Try not to worry--I understand it's hard not to when strange things are going on with our bodies--but you've done what you can at this point. Be re-checked in symptoms progress.

Feel better.
 
Once again, thank you for all the replys,

Like i said before in my 32 years this is the 1st time i have ever been to a specialist for anything.... i guess what really scares me is the hypereflexia and clonus, that is why i am thinking there is something wrong and now what this fasiculations getting more intense i am a little unsettled.

My leg weakness is when i stand for a period of time they become painful and they start to hurt when i am at rest that's when they start to twitch. i can still walk but when i wake up in the morning they are very stiff and my arms are starting to have more pain.

I appreciate everyone support on this forum i really do. i am not trying to waste anyone's time but this is the first time i have experienced anything like this before and it is getting me very nervous.

Thank you again.
 
your leg "weakness" isnt weakness. you said it yourself. its pain and stiffness. that is different than weakness. when you cannot do something- then it may be weakness. not when it hurts to do something. do you see the difference?

I agree with trfogey. get to a doctor. we can suggest things til we are blue in the face but if you dont go to a doctor, then its all pointless.
Good luck with it all.
 
Like i said before in my 32 years this is the 1st time i have ever been to a specialist for anything.... i guess what really scares me is the hypereflexia and clonus, that is why i am thinking there is something wrong and now what this fasiculations getting more intense i am a little unsettled.

Are all of your doctors worried about your hyperreflexia and your clonus? Have they suggested any type of followup care for you?

The problem with going to the Internet and second-guessing your doctors is that you don't have the training to interpret the observations that the doctors made and apply them in the proper context -- the living patient that they had in front of them.
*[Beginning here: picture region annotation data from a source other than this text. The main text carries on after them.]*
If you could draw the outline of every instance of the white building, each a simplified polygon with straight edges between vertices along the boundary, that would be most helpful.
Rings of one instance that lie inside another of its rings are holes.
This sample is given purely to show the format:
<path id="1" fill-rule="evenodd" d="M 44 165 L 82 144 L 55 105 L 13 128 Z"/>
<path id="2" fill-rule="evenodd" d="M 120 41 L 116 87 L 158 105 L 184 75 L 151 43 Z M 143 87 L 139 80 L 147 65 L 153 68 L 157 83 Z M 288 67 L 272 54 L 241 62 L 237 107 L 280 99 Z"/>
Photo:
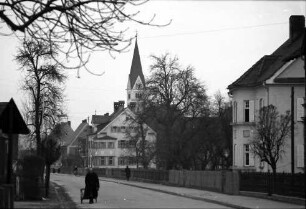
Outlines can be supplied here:
<path id="1" fill-rule="evenodd" d="M 114 102 L 114 112 L 109 115 L 93 115 L 93 134 L 88 136 L 89 166 L 120 168 L 136 167 L 135 153 L 129 148 L 126 132 L 133 132 L 130 118 L 141 111 L 141 97 L 145 87 L 137 40 L 127 85 L 127 105 L 124 101 Z M 156 133 L 149 126 L 146 129 L 146 141 L 154 142 Z M 149 167 L 155 167 L 152 162 Z"/>
<path id="2" fill-rule="evenodd" d="M 280 114 L 291 110 L 291 87 L 294 87 L 294 159 L 291 159 L 291 139 L 286 138 L 285 154 L 278 161 L 277 172 L 303 172 L 303 97 L 304 64 L 301 47 L 305 30 L 304 16 L 290 17 L 290 37 L 271 55 L 263 56 L 246 73 L 229 85 L 233 106 L 233 168 L 271 171 L 266 163 L 254 157 L 250 140 L 261 107 L 274 105 Z"/>

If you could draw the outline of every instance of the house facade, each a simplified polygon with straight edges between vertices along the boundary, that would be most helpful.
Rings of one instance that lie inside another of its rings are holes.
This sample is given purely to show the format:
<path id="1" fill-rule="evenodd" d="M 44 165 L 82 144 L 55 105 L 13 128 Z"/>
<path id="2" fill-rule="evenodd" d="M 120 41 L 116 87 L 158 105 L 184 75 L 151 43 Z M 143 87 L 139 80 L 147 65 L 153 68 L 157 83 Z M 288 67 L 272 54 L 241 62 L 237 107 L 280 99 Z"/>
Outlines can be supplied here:
<path id="1" fill-rule="evenodd" d="M 88 157 L 90 167 L 124 168 L 137 167 L 135 149 L 130 143 L 128 133 L 133 133 L 136 126 L 131 126 L 135 114 L 129 108 L 115 110 L 110 120 L 103 127 L 88 136 Z M 156 133 L 147 125 L 146 141 L 154 141 Z M 154 167 L 151 163 L 149 167 Z"/>
<path id="2" fill-rule="evenodd" d="M 135 113 L 142 110 L 141 98 L 145 87 L 137 40 L 127 85 L 127 107 L 124 101 L 114 102 L 112 114 L 93 115 L 93 133 L 88 135 L 88 162 L 90 167 L 123 168 L 137 167 L 136 153 L 131 143 L 137 125 L 131 123 Z M 145 141 L 154 142 L 156 133 L 143 125 Z M 154 163 L 149 167 L 155 167 Z"/>
<path id="3" fill-rule="evenodd" d="M 263 56 L 246 73 L 228 86 L 233 107 L 233 169 L 271 171 L 251 151 L 255 123 L 263 106 L 274 105 L 280 114 L 294 115 L 294 159 L 291 159 L 291 138 L 286 138 L 285 153 L 279 159 L 277 172 L 291 172 L 294 161 L 296 173 L 304 168 L 303 120 L 305 96 L 304 61 L 301 47 L 305 30 L 304 16 L 291 16 L 289 39 L 271 55 Z M 293 110 L 291 110 L 291 94 Z"/>
<path id="4" fill-rule="evenodd" d="M 29 133 L 14 100 L 0 102 L 0 187 L 15 182 L 12 172 L 18 160 L 19 134 Z"/>

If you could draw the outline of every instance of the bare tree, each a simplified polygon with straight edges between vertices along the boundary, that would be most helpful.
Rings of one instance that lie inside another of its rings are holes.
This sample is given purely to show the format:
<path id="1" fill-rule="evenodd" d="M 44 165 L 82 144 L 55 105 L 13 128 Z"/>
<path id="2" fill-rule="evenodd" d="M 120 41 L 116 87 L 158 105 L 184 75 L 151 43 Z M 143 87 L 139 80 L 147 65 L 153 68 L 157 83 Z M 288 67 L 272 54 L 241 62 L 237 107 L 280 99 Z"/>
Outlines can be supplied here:
<path id="1" fill-rule="evenodd" d="M 206 89 L 195 78 L 193 67 L 183 68 L 178 58 L 169 54 L 152 58 L 143 112 L 149 114 L 158 133 L 157 163 L 166 169 L 189 166 L 180 156 L 191 137 L 183 131 L 193 118 L 208 115 Z"/>
<path id="2" fill-rule="evenodd" d="M 62 131 L 60 126 L 55 126 L 52 133 L 45 137 L 42 141 L 42 153 L 46 164 L 45 174 L 45 195 L 49 196 L 49 184 L 50 184 L 50 168 L 51 165 L 56 162 L 61 156 L 61 147 L 58 138 L 61 137 Z"/>
<path id="3" fill-rule="evenodd" d="M 150 132 L 149 127 L 145 123 L 145 114 L 142 112 L 135 113 L 136 117 L 127 117 L 125 121 L 127 123 L 127 129 L 125 136 L 128 139 L 127 151 L 129 155 L 136 155 L 137 167 L 140 164 L 143 168 L 148 168 L 149 164 L 155 157 L 155 137 L 149 138 L 148 134 L 154 134 Z"/>
<path id="4" fill-rule="evenodd" d="M 25 72 L 22 89 L 28 94 L 27 122 L 35 138 L 37 154 L 41 155 L 41 137 L 52 130 L 62 113 L 63 87 L 66 76 L 58 63 L 56 46 L 40 41 L 24 41 L 16 56 Z"/>
<path id="5" fill-rule="evenodd" d="M 290 111 L 280 115 L 274 105 L 260 109 L 251 150 L 261 161 L 271 166 L 274 176 L 277 162 L 285 153 L 286 137 L 289 134 Z"/>
<path id="6" fill-rule="evenodd" d="M 130 45 L 131 38 L 124 37 L 128 27 L 123 23 L 156 25 L 155 15 L 141 21 L 136 18 L 139 11 L 127 12 L 147 1 L 4 0 L 0 2 L 0 35 L 21 32 L 22 37 L 56 43 L 56 50 L 67 61 L 77 57 L 79 62 L 74 67 L 81 67 L 92 50 L 120 52 Z"/>
<path id="7" fill-rule="evenodd" d="M 212 107 L 211 107 L 212 116 L 216 117 L 218 123 L 218 143 L 215 143 L 218 147 L 214 148 L 214 161 L 222 161 L 222 167 L 228 168 L 230 166 L 232 153 L 232 109 L 229 103 L 228 98 L 226 98 L 220 90 L 218 90 L 213 97 Z"/>

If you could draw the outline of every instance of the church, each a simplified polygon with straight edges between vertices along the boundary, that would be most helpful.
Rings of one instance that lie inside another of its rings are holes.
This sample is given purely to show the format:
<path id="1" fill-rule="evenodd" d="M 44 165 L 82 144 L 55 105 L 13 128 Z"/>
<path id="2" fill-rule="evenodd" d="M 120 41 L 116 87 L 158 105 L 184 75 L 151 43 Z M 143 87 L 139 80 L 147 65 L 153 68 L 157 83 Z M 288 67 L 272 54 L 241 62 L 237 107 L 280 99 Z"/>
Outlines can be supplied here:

You just looked up the words you didn't understand and assumed that they were symptoms of what is wrong with you, when those conditions could be just as "normal" for the pretwitch you as the color of your eyes or the length of your inseam. The doctors know that and that's why they do other tests to see if a disease process is at work.

Until you looked them up on the Internet, hyperreflexia and clonus meant nothing to you, mostly because you didn't know you have them. I would strongly suggest that you return to that state of mind.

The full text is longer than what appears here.